Free Play on Slots versus Free Bets at Craps

If you’re old enough you may remember back when casinos courted table games players and pretty much ignored slot players. Slots were there for table games players’ wives to occupy themselves on while the real action ran through the pit, and craps was the king of the table games. Funny how the casinos’ opinions have changed through the years.

There was a time when I got covered up with Free Bet table game coupons. But these days those coupons read “Free Play” instead of “Free Bet.” And if you haven’t noticed, many of those Free Play coupons can be fed right into the bill acceptor on your favorite slot machine.

Back in the good old days if low-rollers received any sort of “free cash” from the casino it was in the form of gas money or cab fare. Back then, table games had hosts and floor staff that greeted customers and knew most of the mid-to-high rollers by name. Slot players, on the other hand, were pretty much an unknown – and under appreciated element. There was no way to keep up with slot play like there was table games play. So the table game players were rewarded with air fare, free shows, meals, golf and many other luxuries through their actual or theoretical losses. Slot players, on the other hand, had to beg for a free or discounted buffet, and needed a casino employee to vouch that they had, in fact, played for several hours on a dollar machine to get even that much. Then two things came together that started us down the path to Free Play – technology and casino marketing.

Enter the players club. The concept was simple. The casino marketing folks wanted your personal information so they could entice you into returning to their property to lose more of your hard-earned money. By providing that information to them you not only give them your name and address – you give them the ability to track and evaluate your play. Heck, we even go out of our way to make sure they have us on the clock when we’re playing table games.

When the first player’s club booth opened, however, it was largely ignored by most players. When asked to sign up for a card the players asked, “What’s in it for me?” They were told that they would earn points toward meals, rooms and such. The response? “I really don’t want anyone knowing how much I play.’ There was little or no perceived value in joining the club – so players declined the offer in droves. The casino’s response was two-fold. The casinos started offering “gifts” to players who signed up – a deck of cards, a ball cap, a tee shirt, a half-price buffet – anything of nominal value to encourage players to stand in line and give up their information. And they also introduced “cash back.”

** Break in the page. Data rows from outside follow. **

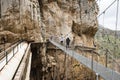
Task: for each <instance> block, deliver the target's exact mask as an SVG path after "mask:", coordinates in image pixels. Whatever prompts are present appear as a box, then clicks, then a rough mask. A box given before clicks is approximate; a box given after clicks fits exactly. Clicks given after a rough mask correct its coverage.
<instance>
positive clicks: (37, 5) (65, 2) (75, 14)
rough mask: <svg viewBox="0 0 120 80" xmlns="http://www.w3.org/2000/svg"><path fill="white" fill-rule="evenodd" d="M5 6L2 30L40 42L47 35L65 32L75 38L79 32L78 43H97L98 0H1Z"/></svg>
mask: <svg viewBox="0 0 120 80" xmlns="http://www.w3.org/2000/svg"><path fill="white" fill-rule="evenodd" d="M1 6H2V7H1V14H2V15H1V16H2V17H1V20H0V23H1V27H0V30H1V32H2V31H10V32H12V33H13V34H17V37H18V38H23V39H28V40H29V39H30V40H35V41H39V42H41V41H42V38H43V36H44V37H46V38H49V37H50V36H51V35H52V36H57V37H61V34H62V35H63V36H64V38H66V36H69V37H70V38H71V40H72V38H73V36H75V37H76V38H75V42H76V44H80V43H82V44H84V45H86V46H93V37H94V35H95V33H96V31H97V25H98V23H97V20H96V16H97V13H98V7H97V4H96V2H95V1H94V0H38V1H37V0H25V1H21V0H20V1H16V0H9V1H7V0H1ZM23 6H24V7H23ZM41 34H43V35H41ZM0 35H2V34H0ZM8 36H9V35H8Z"/></svg>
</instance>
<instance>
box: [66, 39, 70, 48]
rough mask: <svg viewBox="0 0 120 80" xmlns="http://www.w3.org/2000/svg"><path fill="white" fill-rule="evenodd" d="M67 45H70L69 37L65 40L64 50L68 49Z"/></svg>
mask: <svg viewBox="0 0 120 80" xmlns="http://www.w3.org/2000/svg"><path fill="white" fill-rule="evenodd" d="M69 44H70V39H69V37H67V38H66V48H69Z"/></svg>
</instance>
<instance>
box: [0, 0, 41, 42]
mask: <svg viewBox="0 0 120 80" xmlns="http://www.w3.org/2000/svg"><path fill="white" fill-rule="evenodd" d="M0 6H1V11H0V12H1V18H0V23H1V25H0V38H1V37H2V36H5V37H6V40H7V42H14V41H15V40H19V39H27V40H34V41H36V42H41V41H42V38H41V33H40V23H39V21H40V15H39V13H40V11H39V8H38V7H39V5H38V2H37V1H36V0H34V1H33V0H32V1H31V0H24V1H22V0H1V5H0ZM2 33H4V34H2ZM10 33H12V34H13V35H9V34H10ZM14 35H16V36H15V37H13V36H14ZM9 37H12V39H10V38H9ZM13 38H15V39H13Z"/></svg>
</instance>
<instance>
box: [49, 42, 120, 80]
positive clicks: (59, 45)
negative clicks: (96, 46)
mask: <svg viewBox="0 0 120 80" xmlns="http://www.w3.org/2000/svg"><path fill="white" fill-rule="evenodd" d="M49 41H50V42H51V43H52V44H53V45H55V46H57V47H58V48H60V49H61V50H62V51H64V52H65V53H66V54H68V55H70V56H71V57H73V58H74V59H76V60H77V61H79V62H81V63H82V64H83V65H85V66H86V67H88V68H90V69H92V70H93V71H94V72H96V73H97V74H99V75H100V76H101V77H102V78H104V79H105V80H120V73H118V72H115V71H114V70H111V69H110V68H106V67H104V66H103V65H101V64H99V63H97V62H96V61H93V67H92V64H91V62H92V60H91V59H89V58H87V57H84V56H82V55H80V54H78V53H77V52H75V51H73V50H70V49H66V48H65V47H64V46H62V45H60V44H58V43H57V42H55V41H52V40H49Z"/></svg>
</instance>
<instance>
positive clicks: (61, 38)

Well, over the course of the years technology improved. Marketing departments were able to determine which players – and which machines – churned out the most profit. Players gravitated toward bonus level machines and there was a gradual migration from dollar slots to nickel machines. A typical dollar slot took $3 in max coin per pull versus $2.25 for max coin on a nickel machine. But the dollar slot only held 3% while the nickel machine held 7%. Do the math. That’s an extra nickel a pull dropping to the casino’s bottom line – which is why you see slot carousels filled with penny and nickel slots these days.

One of the other reasons nickel machines became popular was what we’ll call “face” time with the machine. Players felt their action went farther with the lower denomination machines. And that is one of the driving forces behind the Free Play coupons of today. The customer can sit down in front of their favorite slot, feed the coupon in to the bill feeder and get an additional five or ten minutes of play – often without adding any of his own money to the pot. In fact, many of the machines give you credit for additional coin-in when using Free Play – even though you’re playing on the casino’s nickel and not your own.

Another plus from the casinos’ point of view is that Free Play coupons don’t require human interaction like the old Free Coin coupons you used to get. The old school coupons had to be cashed at the cage – which was labor intensive. Before ticket-in/ticket-out machines this often involved handling coins, which even in their rolled form are labor intensive. One more thing in the casino’s favor. The Free Play coupons allow the casino to take advantage of a tax break on slot revenue. Free Play does not count as revenue for tax purposes – and since it’s really marketing money it can be deducted 100% from slot revenue before that is taxed. And that is the real reason behind Free Play.